Download or read book Handbook of Geometric Computing written by Eduardo Bayro Corrochano and published by Springer Science & Business Media. This book was released on 2005-12-06 with total page 773 pages. Available in PDF, EPUB and Kindle. Book excerpt: Many computer scientists, engineers, applied mathematicians, and physicists use geometry theory and geometric computing methods in the design of perception-action systems, intelligent autonomous systems, and man-machine interfaces. This handbook brings together the most recent advances in the application of geometric computing for building such systems, with contributions from leading experts in the important fields of neuroscience, neural networks, image processing, pattern recognition, computer vision, uncertainty in geometric computations, conformal computational geometry, computer graphics and visualization, medical imagery, geometry and robotics, and reaching and motion planning. For the first time, the various methods are presented in a comprehensive, unified manner. This handbook is highly recommended for postgraduate students and researchers working on applications such as automated learning; geometric and fuzzy reasoning; human-like artificial vision; tele-operation; space maneuvering; haptics; rescue robots; man-machine interfaces; tele-immersion; computer- and robotics-aided neurosurgery or orthopedics; the assembly and design of humanoids; and systems for metalevel reasoning.

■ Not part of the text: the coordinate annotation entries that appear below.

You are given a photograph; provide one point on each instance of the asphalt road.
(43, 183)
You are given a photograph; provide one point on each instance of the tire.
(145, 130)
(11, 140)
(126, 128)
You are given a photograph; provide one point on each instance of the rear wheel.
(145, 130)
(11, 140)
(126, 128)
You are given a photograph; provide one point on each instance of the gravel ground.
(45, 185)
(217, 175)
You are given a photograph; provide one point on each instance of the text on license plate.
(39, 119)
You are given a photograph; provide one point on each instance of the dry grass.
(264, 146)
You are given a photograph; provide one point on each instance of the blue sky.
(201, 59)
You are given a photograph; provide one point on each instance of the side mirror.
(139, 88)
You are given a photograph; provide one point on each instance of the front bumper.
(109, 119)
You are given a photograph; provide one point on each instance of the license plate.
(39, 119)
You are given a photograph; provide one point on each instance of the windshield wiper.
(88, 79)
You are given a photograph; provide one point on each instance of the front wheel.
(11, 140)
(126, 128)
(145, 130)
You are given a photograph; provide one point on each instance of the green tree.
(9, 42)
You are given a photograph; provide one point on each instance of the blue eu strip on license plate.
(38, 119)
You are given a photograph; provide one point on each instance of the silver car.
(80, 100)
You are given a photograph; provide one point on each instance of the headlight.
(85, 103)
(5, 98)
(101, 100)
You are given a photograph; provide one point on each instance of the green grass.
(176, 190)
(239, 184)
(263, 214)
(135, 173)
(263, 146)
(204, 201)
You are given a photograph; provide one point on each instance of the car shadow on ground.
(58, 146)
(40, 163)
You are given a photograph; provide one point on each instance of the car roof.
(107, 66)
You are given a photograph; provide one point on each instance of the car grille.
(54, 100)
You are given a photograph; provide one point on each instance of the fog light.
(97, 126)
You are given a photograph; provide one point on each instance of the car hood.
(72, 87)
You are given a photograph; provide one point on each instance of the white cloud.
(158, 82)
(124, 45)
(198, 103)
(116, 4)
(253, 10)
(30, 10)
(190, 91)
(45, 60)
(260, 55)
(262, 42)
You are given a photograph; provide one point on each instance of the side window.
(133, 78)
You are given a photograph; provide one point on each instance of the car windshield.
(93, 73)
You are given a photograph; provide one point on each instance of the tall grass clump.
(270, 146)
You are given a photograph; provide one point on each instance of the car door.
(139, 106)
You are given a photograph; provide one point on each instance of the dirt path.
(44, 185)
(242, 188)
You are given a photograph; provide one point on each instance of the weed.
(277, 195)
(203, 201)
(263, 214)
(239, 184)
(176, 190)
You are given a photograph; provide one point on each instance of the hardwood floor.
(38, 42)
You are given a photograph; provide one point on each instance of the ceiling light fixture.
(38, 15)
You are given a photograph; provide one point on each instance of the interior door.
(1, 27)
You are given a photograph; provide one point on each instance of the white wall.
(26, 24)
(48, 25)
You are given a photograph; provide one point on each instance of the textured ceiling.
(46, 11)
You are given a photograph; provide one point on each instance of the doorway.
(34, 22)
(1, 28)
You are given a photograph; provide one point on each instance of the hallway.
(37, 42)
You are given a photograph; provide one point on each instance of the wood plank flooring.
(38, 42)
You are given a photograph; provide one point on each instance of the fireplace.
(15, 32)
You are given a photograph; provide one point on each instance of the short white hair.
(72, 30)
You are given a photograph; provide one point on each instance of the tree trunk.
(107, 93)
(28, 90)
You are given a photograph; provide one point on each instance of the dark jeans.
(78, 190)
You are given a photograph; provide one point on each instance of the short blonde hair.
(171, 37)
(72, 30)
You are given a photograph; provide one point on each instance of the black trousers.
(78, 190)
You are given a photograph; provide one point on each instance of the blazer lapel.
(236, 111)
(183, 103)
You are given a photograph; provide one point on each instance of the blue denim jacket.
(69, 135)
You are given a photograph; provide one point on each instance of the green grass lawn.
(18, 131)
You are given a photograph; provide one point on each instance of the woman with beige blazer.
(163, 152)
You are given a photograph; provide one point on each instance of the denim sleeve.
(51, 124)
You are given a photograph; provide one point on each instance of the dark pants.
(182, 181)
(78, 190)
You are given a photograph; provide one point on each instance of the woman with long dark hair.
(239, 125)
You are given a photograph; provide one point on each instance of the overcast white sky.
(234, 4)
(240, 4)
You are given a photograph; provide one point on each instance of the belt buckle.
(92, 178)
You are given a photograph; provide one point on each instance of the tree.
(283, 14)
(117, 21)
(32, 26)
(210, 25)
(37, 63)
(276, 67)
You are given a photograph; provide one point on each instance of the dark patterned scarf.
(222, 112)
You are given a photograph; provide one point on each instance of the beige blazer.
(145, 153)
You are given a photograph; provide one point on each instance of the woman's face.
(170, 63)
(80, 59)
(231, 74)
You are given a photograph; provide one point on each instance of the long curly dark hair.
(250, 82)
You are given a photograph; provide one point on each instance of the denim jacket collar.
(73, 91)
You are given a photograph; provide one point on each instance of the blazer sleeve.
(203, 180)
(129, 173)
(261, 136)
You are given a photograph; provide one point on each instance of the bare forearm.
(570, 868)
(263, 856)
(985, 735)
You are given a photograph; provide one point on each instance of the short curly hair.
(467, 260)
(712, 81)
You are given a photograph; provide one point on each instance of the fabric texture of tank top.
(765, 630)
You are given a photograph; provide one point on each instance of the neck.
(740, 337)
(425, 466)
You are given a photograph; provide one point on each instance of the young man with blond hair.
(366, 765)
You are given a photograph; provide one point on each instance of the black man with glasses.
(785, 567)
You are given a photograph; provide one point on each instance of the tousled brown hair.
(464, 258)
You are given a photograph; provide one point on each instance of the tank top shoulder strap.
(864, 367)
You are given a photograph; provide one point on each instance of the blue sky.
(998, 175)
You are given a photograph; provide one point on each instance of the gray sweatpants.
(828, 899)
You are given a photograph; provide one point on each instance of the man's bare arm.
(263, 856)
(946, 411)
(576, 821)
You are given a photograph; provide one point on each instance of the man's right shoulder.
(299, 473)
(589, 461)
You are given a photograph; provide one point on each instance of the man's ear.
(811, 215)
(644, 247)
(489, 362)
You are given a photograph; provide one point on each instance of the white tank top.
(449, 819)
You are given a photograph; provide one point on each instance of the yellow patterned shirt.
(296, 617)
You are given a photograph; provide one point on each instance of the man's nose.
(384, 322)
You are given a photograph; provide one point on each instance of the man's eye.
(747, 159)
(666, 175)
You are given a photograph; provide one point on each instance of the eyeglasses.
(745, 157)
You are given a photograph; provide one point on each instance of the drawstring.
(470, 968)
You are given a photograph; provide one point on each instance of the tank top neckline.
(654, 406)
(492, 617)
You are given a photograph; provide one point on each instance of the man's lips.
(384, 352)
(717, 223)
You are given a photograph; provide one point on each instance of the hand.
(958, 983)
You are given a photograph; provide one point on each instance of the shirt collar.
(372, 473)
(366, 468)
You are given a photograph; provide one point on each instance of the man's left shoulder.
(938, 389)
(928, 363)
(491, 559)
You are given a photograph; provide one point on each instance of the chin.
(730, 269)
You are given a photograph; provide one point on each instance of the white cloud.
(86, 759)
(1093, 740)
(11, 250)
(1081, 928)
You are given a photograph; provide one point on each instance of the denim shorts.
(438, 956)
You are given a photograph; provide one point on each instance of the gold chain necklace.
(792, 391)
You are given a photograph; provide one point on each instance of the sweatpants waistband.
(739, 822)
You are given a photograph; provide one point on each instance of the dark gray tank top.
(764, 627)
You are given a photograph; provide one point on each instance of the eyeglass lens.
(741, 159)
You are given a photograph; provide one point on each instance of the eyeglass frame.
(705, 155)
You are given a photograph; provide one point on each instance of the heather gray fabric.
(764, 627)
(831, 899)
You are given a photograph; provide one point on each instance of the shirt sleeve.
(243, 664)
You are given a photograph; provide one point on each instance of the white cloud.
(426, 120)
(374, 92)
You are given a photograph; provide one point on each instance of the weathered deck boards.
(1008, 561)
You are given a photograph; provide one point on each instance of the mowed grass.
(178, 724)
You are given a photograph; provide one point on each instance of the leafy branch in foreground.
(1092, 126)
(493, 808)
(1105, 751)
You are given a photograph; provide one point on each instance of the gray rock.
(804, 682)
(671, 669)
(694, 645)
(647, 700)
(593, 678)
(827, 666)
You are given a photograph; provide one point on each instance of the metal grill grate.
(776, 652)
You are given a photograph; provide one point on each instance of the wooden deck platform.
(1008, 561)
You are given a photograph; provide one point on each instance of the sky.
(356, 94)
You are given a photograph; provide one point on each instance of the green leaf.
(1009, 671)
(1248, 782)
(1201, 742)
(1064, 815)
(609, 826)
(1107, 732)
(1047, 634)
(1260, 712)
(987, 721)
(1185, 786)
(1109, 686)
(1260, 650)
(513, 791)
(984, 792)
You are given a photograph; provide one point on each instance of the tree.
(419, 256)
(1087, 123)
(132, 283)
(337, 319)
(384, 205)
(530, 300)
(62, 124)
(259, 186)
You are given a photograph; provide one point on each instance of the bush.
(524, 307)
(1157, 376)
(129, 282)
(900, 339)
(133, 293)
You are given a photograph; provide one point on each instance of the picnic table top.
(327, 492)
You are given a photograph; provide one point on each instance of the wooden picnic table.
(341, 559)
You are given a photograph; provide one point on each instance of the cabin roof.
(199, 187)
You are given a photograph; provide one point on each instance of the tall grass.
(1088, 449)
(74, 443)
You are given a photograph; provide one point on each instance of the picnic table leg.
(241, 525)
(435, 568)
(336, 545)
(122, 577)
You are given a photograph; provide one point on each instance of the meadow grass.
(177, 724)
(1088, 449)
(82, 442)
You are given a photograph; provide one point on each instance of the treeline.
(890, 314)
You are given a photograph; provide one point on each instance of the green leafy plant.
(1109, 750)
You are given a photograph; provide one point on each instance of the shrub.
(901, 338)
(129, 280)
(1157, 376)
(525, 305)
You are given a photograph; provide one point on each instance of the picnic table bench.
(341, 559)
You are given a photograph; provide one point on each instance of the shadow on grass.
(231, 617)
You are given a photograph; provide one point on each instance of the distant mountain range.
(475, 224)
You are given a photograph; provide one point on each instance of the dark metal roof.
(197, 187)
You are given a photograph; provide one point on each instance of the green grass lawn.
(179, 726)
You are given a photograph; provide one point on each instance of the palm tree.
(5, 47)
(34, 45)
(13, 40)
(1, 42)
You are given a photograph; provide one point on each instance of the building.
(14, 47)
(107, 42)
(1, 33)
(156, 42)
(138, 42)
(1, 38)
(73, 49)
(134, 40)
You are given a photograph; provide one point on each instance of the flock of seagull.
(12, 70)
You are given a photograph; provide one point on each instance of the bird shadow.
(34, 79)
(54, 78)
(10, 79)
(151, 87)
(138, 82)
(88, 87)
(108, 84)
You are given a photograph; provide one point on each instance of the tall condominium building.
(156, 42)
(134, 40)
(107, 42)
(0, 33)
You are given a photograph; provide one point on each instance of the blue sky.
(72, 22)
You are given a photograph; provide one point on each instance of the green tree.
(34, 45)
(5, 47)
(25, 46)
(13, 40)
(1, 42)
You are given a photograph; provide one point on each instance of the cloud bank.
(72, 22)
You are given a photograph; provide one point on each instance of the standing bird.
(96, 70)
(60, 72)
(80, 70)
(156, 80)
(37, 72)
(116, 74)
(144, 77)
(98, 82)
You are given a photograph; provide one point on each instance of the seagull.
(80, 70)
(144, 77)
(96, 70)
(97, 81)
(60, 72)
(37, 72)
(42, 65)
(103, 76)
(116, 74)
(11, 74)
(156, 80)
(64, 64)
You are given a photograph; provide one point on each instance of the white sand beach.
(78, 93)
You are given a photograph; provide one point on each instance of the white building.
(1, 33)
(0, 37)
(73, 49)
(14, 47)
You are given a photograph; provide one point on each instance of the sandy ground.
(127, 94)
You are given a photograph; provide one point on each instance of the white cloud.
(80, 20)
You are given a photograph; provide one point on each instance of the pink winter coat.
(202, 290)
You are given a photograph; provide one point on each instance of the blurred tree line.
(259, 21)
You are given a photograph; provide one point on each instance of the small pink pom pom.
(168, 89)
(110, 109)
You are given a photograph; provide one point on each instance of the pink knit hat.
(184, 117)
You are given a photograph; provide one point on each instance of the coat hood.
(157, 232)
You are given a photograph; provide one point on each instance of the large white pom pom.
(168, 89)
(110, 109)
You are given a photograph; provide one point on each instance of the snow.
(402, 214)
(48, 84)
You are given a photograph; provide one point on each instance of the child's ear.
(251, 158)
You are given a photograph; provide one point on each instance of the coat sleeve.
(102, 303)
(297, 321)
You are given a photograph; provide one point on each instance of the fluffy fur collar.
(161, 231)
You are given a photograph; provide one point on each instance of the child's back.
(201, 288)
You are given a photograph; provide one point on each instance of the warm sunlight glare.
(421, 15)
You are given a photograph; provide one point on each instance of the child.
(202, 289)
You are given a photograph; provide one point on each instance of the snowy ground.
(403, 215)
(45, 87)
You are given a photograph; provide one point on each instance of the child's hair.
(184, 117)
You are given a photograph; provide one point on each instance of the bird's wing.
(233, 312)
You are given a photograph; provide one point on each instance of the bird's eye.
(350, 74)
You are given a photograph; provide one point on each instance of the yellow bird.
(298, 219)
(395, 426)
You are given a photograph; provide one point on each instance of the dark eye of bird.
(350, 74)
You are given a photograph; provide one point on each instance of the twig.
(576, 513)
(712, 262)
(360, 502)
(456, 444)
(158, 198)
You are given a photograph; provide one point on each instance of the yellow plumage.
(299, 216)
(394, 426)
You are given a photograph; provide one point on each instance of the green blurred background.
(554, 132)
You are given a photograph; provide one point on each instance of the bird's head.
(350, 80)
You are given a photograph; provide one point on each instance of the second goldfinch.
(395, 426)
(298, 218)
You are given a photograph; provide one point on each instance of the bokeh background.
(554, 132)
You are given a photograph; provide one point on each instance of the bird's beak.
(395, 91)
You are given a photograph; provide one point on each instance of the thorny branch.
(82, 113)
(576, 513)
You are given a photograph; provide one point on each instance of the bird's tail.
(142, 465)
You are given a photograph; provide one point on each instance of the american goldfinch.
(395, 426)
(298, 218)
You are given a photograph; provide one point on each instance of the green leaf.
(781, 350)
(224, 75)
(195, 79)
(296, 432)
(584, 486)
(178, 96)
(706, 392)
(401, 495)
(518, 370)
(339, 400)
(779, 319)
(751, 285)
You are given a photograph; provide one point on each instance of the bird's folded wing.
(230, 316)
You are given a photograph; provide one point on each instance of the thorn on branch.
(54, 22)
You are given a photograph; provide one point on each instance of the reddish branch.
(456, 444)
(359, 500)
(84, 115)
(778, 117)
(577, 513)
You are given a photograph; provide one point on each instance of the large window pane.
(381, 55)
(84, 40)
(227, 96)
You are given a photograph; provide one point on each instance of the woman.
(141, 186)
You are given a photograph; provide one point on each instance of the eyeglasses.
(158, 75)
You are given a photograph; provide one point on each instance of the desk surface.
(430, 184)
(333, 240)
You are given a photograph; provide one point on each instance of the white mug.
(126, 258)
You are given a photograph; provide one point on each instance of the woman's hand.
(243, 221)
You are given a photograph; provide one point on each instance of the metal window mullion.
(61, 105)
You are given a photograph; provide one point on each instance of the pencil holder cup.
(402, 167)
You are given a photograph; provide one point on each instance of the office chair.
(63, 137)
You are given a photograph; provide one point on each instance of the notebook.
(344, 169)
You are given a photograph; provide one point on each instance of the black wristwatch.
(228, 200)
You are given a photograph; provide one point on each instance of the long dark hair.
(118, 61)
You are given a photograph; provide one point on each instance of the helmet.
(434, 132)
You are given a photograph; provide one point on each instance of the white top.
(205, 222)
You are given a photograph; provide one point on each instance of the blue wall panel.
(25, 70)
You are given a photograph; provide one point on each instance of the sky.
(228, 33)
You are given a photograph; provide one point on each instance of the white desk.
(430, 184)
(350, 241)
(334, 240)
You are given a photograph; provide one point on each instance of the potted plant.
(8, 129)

Download or read book Two Dimensional Conformal Geometry and Vertex Operator Algebras written by Yi-Zhi Huang and published by Springer Science & Business Media. This book was released on 2012-12-06 with total page 289 pages. Available in PDF, EPUB and Kindle. Book excerpt: The theory of vertex operator algebras and their representations has been showing its power in the solution of concrete mathematical problems and in the understanding of conceptual but subtle mathematical and physical struc- tures of conformal field theories. Much of the recent progress has deep connec- tions with complex analysis and conformal geometry. Future developments, especially constructions and studies of higher-genus theories, will need a solid geometric theory of vertex operator algebras. Back in 1986, Manin already observed in Man) that the quantum theory of (super )strings existed (in some sense) in two entirely different mathematical fields. Under canonical quantization this theory appeared to a mathematician as the representation theories of the Heisenberg, Vir as oro and affine Kac- Moody algebras and their superextensions. Quantization with the help of the Polyakov path integral led on the other hand to the analytic theory of algebraic (super ) curves and their moduli spaces, to invariants of the type of the analytic curvature, and so on.He pointed out further that establishing direct mathematical connections between these two forms of a single theory was a big and important problem. On the one hand, the theory of vertex operator algebras and their repre- sentations unifies (and considerably extends) the representation theories of the Heisenberg, Virasoro and Kac-Moody algebras and their superextensions.